6

I have a HA cluster with two nodes, node one is the primary and node 2 is its mirror. I have a problem in the mysql resource since my nodes are not synchronized

drbd-overview

Node Principal:
0:home Connected Primary/Secondary UpToDate/UpToDate C r-----
1:storage Connected Secondary/Primary UpToDate/UpToDate C r-----
2:mysql StandAlone Secondary/Unknown UpToDate/Outdated r-----

Node Secundary:
0:home Connected Secondary/Primary UpToDate/UpToDate C r-----
1:storage Connected Primary/Secondary UpToDate/UpToDate C r-----
2:mysql StandAlone Primary/Unknown UpToDate/Outdated r-----

Reviewing the messages file I found the following

Apr-19 18:20:36 clsstd2 kernel: block drbd2:self C1480E287A8CAFAB:C7B94724E2658B94:5CAE57DEB3EDC4EE:F5887A918B55FB1A bits:114390101 flags:0
Apr-19 18:20:36 clsstd2 kernel: block drbd2:peer 719D326BDE8272E2:0000000000000000:C7BA4724E2658B94:C7B94724E2658B95 bits:0 flags:1 
                                                         
Apr-19 18:20:36 clsstd2 kernel: block drbd2:uuid_compare()=-1000 by rule 100                           
Apr-19 18:20:37 clsstd2 kernel: block drbd2:Unrelated data, aborting!
Apr-19 18:20:37 clsstd2 kernel: block drbd2:conn (WFReportParams -> Disconnecting)
Apr-19 18:20:37 clsstd2 kernel: block drbd2:error receiving ReportState, l: 4!
Apr-19 18:20:38 clsstd2 kernel: block drbd2:asender terminated
Apr-19 18:20:38 clsstd2 kernel: block drbd2:Terminating asender thread
Apr-19 18:20:38 clsstd2 kernel: block drbd2:Connection closed
Apr-19 18:20:38 clsstd2 kernel: block drbd2:conn (Disconnecting -> StandAlone)
Apr-19 18:20:39 clsstd2 kernel: block drbd2:reciver terminated
Apr-19 18:20:39 clsstd2 kernel: block drbd2:Terminating reciver thread
Apr-19 18:20:39 clsstd2 auditd[3960]: Audit daemon rotating log files

I don't understand what the problem is and how I can solve it, since checking both nodes I realized that in the var/lib/mysql directory I don't have the ibdata1 file in node 2 but it does exist in node1

Rick James
  • 2,463
  • 1
  • 6
  • 13
Iván Jf
  • 111
  • 5

3 Answers3

5

The problem is you caught DRBD split brain condition and both nodes went to “StandAlone” state.
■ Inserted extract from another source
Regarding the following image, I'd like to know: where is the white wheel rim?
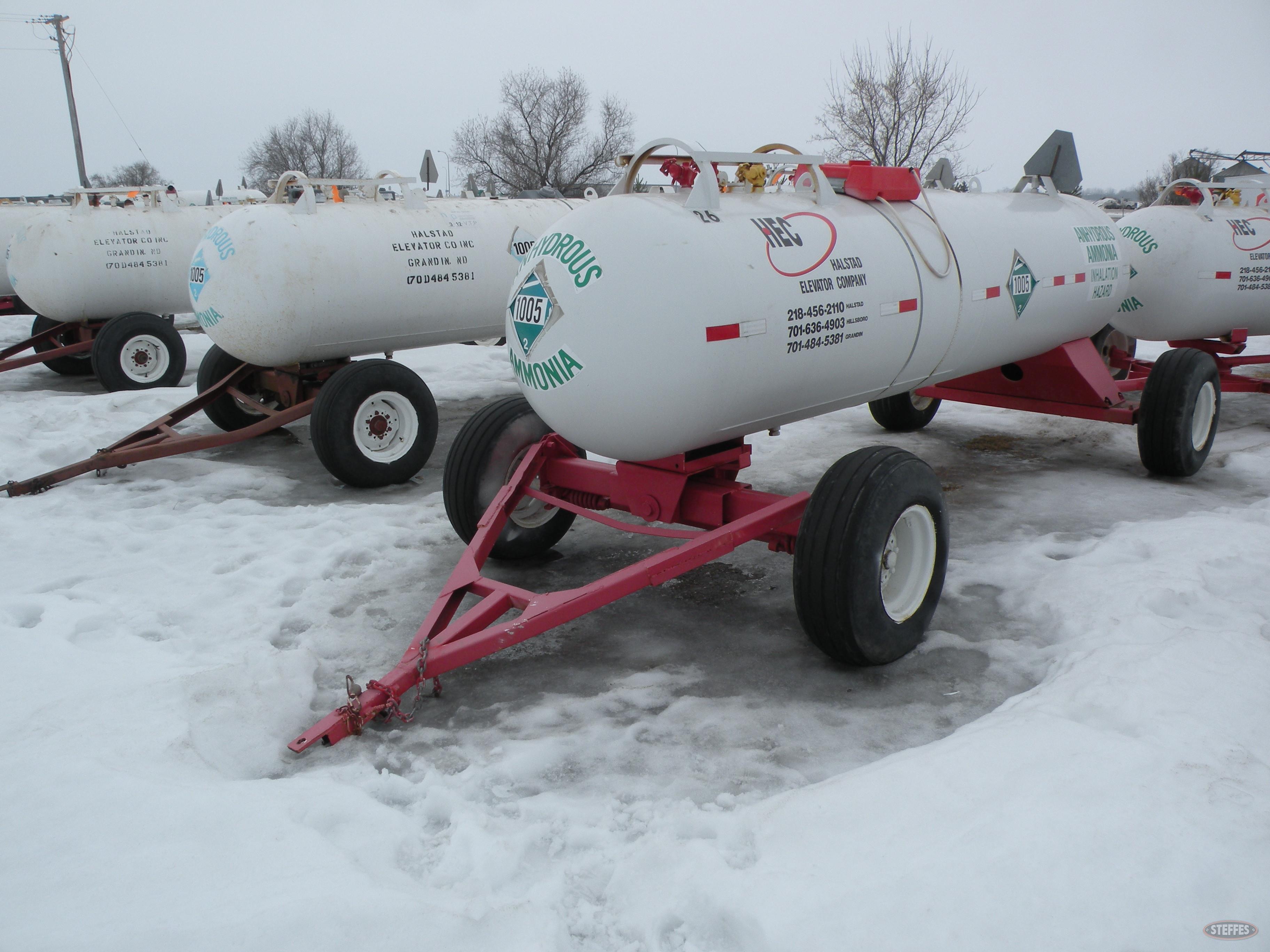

It’s difficult to say do your have valid or corrupted DB on your primary node, but for now you have two routes to chose from:

(1) Try to resync the nodes assigning one of them as having more recent version of the data (not necessary your case).

(This is what you run on the second node…)

#drbdadm secondary resource 
#drbdadm disconnect resource
#drbdadm -- --discard-my-data connect resource

(This is what you run on your alive node, one you think having the most recent version of the data…)

#drbdadm connect resource

If it won’t help you can trash second node and imitate automatic rebuild doing…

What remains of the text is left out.